Copper is an essential cofactor of many key metabolic enzymes participating in various physiological processes, including respiration, biosynthesis, radical detoxification, neurotransmission and iron uptake.1 Wilson’s disease (WD) is an autosomal recessive-inherited disorder of copper transport and homeostasis that leads to toxic intracellular accumulation of copper in the liver and copper deposits in other sites such as the brain. The prevalence is around 1:30 000 in most populations studied, and the frequency of heterozygote carriers varies from 1:40 to 1:90. The affected gene, coding for a copper-transporting protein, the ATPase 7B, is located on chromosome 13q14.3.2–4 Mutations are responsible for the absence or dysfunction of ATP7B, which is localised in the trans-Golgi network’s vesicles in the hepatocyte’s canalicular area.5 The dysfunction of the ATP7B protein leads to a defect of copper excretion in bile and its accumulation in hepatocytes.6 Excessive intracellular accumulation of copper disrupts normal cell homeostasis causing protein malfunction and DNA damage.7 Moreover, when the capacity for hepatocyte storage is exceeded, cooper is released to the plasma, leading to haemolysis and tissue deposits.

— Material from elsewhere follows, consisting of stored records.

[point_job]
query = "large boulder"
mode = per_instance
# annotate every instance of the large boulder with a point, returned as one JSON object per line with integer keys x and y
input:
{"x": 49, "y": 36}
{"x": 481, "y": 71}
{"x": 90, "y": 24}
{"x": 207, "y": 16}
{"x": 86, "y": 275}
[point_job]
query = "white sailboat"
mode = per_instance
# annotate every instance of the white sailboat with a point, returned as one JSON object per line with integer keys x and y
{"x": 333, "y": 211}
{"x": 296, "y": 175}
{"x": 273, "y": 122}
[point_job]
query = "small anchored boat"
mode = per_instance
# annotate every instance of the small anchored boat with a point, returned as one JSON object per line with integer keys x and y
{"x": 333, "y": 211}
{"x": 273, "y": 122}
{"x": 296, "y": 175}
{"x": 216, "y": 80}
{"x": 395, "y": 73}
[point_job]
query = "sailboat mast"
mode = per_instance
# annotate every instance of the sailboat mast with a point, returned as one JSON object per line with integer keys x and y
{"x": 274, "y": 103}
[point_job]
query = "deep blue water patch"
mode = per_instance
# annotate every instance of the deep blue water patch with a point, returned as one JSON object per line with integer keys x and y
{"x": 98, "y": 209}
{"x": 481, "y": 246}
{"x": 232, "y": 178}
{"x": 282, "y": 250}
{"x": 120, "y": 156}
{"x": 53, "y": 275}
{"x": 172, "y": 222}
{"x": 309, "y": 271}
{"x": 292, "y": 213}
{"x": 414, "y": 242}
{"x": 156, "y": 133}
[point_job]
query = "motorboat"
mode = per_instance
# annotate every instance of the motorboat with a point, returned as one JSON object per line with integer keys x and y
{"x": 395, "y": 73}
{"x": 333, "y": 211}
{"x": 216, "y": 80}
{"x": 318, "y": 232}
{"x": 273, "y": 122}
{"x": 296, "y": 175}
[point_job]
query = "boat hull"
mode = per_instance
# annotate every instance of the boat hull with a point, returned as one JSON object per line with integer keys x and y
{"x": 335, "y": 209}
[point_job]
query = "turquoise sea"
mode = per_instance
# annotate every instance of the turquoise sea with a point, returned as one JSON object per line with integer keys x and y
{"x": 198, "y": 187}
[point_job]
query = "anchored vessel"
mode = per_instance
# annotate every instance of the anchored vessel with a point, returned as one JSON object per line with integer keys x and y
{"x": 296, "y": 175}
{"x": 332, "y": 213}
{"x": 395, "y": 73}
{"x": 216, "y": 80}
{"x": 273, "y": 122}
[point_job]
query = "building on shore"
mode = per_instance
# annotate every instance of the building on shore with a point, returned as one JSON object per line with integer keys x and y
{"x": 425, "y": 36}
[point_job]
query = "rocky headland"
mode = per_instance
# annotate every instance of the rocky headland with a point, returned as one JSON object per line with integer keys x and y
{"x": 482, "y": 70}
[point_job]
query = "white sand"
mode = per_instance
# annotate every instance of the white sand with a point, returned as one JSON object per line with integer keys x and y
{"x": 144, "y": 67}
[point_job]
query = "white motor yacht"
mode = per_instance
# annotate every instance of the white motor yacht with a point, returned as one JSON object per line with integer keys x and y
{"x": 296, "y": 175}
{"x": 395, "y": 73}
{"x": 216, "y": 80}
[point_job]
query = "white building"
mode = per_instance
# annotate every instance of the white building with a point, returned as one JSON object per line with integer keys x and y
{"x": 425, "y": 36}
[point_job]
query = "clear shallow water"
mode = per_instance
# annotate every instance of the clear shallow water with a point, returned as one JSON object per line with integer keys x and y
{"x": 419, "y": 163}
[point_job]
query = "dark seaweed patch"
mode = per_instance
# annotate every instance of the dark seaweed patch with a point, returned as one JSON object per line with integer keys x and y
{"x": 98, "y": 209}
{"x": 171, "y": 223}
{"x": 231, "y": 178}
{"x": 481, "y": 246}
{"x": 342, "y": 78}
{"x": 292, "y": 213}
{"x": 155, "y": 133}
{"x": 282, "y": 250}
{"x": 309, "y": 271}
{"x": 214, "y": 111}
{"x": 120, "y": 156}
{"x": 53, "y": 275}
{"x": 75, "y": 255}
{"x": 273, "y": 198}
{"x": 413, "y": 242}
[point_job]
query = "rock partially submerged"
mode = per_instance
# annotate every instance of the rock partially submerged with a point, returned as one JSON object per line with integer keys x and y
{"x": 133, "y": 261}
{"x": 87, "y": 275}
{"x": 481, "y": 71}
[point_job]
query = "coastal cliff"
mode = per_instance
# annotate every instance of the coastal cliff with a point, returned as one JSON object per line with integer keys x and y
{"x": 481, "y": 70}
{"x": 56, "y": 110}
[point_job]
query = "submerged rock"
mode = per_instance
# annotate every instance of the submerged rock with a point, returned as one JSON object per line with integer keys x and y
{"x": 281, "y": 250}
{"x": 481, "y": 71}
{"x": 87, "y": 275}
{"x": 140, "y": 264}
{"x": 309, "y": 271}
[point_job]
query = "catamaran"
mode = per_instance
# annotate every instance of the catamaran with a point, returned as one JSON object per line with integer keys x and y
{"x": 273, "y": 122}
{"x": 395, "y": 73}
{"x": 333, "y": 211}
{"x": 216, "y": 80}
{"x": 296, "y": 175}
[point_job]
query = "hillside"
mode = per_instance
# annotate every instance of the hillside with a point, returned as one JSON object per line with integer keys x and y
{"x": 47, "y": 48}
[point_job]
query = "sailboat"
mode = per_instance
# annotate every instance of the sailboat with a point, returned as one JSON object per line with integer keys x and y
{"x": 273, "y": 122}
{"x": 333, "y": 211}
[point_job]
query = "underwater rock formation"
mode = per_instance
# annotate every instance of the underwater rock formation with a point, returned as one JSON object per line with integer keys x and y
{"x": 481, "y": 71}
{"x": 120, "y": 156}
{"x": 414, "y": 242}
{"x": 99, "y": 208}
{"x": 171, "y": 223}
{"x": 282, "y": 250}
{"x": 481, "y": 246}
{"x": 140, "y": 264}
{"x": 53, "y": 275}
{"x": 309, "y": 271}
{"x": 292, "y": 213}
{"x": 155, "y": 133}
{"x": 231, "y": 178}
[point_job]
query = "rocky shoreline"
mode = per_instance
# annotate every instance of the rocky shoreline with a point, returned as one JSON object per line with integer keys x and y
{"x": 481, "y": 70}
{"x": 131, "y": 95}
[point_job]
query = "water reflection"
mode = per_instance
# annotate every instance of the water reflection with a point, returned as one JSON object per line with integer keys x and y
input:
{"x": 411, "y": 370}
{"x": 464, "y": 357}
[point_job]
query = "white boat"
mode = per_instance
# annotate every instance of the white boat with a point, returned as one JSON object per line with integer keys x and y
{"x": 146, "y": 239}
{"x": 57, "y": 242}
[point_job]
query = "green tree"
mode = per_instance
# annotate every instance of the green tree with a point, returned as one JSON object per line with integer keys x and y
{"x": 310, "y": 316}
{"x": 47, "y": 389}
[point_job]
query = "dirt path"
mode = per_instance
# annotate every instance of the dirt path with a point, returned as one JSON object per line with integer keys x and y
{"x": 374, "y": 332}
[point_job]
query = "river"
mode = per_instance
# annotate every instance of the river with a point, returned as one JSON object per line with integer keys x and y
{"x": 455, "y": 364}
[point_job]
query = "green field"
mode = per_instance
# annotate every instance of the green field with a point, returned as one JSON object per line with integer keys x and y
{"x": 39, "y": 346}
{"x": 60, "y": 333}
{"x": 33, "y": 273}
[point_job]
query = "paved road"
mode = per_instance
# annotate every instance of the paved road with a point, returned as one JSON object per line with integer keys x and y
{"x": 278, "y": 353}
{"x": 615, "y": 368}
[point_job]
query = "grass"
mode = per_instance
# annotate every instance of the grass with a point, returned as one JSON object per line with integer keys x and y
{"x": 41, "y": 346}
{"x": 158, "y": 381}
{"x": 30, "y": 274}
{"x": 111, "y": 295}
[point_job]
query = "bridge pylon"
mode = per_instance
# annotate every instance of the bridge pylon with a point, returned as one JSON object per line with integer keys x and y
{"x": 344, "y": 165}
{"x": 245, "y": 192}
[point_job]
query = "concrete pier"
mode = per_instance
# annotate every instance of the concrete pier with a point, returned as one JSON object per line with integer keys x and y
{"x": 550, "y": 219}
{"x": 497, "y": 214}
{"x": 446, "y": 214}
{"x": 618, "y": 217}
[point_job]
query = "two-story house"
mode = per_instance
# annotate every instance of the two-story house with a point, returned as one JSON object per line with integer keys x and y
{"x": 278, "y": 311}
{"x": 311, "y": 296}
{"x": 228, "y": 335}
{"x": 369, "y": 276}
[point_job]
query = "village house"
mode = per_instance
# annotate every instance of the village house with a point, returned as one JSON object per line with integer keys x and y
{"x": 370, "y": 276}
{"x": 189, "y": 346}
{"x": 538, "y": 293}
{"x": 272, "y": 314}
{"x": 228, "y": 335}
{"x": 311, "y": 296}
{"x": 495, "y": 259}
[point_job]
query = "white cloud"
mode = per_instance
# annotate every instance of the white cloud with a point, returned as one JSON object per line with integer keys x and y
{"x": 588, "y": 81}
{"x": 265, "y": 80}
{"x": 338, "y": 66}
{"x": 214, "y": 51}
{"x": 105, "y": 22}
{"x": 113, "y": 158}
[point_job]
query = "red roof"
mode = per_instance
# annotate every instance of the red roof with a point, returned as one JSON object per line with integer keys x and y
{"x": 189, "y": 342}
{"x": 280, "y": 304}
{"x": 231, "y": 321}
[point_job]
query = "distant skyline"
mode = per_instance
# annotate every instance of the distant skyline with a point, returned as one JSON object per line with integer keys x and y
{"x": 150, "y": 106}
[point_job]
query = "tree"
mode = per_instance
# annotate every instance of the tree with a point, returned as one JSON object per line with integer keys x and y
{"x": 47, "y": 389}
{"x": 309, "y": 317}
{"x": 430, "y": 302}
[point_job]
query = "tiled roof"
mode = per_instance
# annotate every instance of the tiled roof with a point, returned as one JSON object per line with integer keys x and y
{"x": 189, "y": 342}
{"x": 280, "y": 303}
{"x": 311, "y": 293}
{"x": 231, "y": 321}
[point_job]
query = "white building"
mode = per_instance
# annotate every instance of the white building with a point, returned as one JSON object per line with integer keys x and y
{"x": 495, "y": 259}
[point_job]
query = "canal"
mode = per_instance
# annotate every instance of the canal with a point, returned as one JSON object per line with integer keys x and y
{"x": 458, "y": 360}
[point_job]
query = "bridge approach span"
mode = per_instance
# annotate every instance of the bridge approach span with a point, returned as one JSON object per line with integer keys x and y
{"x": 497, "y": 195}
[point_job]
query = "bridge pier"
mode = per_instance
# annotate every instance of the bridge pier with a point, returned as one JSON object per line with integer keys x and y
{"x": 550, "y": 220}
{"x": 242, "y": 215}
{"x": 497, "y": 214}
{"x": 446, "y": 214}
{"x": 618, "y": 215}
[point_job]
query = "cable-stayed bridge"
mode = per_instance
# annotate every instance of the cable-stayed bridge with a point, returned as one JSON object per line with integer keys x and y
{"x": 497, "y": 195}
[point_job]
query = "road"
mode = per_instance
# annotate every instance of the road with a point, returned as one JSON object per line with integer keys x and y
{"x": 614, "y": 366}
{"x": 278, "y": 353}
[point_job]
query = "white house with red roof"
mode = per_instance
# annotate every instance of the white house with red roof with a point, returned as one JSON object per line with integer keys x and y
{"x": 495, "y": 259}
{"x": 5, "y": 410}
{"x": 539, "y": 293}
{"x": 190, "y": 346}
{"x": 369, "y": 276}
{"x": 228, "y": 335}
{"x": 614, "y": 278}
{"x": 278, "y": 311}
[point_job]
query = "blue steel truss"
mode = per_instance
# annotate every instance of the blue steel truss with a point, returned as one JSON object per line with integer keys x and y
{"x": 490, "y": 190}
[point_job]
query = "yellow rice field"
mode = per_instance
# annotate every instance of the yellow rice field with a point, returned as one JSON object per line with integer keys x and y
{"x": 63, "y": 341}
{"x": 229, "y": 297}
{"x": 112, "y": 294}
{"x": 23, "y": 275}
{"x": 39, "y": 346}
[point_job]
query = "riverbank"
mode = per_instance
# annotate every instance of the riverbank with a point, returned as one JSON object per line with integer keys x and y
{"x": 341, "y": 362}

WD is phenotypically highly variable; patients with WD may suffer from liver disease and/or neurological or psychiatric symptoms.8 9 More than 600 ATP7B gene mutations have been identified10 and no genotype–phenotype correlation in WD has been clearly established.8 Liver involvement is usually diagnosed in children during the second decade of life, and presentation may vary from asymptomatic elevation of serum transaminases to chronic hepatitis, cirrhosis or acute liver failure.11 12 For diagnostic purposes, a liver biopsy is only required if the clinical signs and non-invasive tests do not allow a final diagnosis or if there is suspicion of other or additional liver diseases.13 14 Recommendations to manage asymptomatic patients are based on laboratory tests and non-invasive methods for evaluating liver fibrosis. At the other end of the liver disease spectrum, most of the available human liver samples come from patients with advanced liver injuries when transplantation is needed; as a result, the first steps and disease progression of the liver involvement in the WD have been poorly described and understood. Therefore, animal models of copper overload are of great relevance for understanding the disease pathogenesis, particularly at early stages. Four animal models of WD have been established and have shown good similarity to human hepatic WD: the Long-Evans Cinnamon (LEC) rat, the toxic milk mouse, the Atp7b−/− knockout (KO) mouse and the Labrador retriever with mutations in the ATP7 proteins.15 16 Our team has previously reported the longitudinal evolution of the liver function tests assays (Aspartate Aminotransferase - AST, Alanine Aminotransferease- ALT, total bilirubin) and copper tests (ceruloplasmin, serum exchangeable copper and relative exchangeable copper) in a cohort of Atp7b−/− mice.17 This study aims to report, using the same cohort, the extensive longitudinal histological features of liver injury to support this model as a pertinent model of chronic liver WD.

Materials and methods

Mice, animal care and experimental procedure

The Atp7b−/− mouse model used in this study was developed by Buiakova et al.18 The Atp7b−/− mice were bred as previously described in Heissat et al.17 C57-BL/6J wild-type (WT) mice (Charles River Laboratories, France) were used as controls. Both male and female mice were included in this study. Breeding, genotyping, housing and all experimental procedures were performed according to a protocol. Conditions for breeding were the same for both groups: The mice were kept on a 12 hours/12 hours light/dark cycle and fed with maintenance dry food #3469 (Kliba Nafag CH), containing 14 mg/kg copper, 60 mg/kg zinc and 250 mg/kg iron. Food and water were provided ad libitum. Atp7b−/− mice did not receive any specific diet during gestation, lactation and after weaning.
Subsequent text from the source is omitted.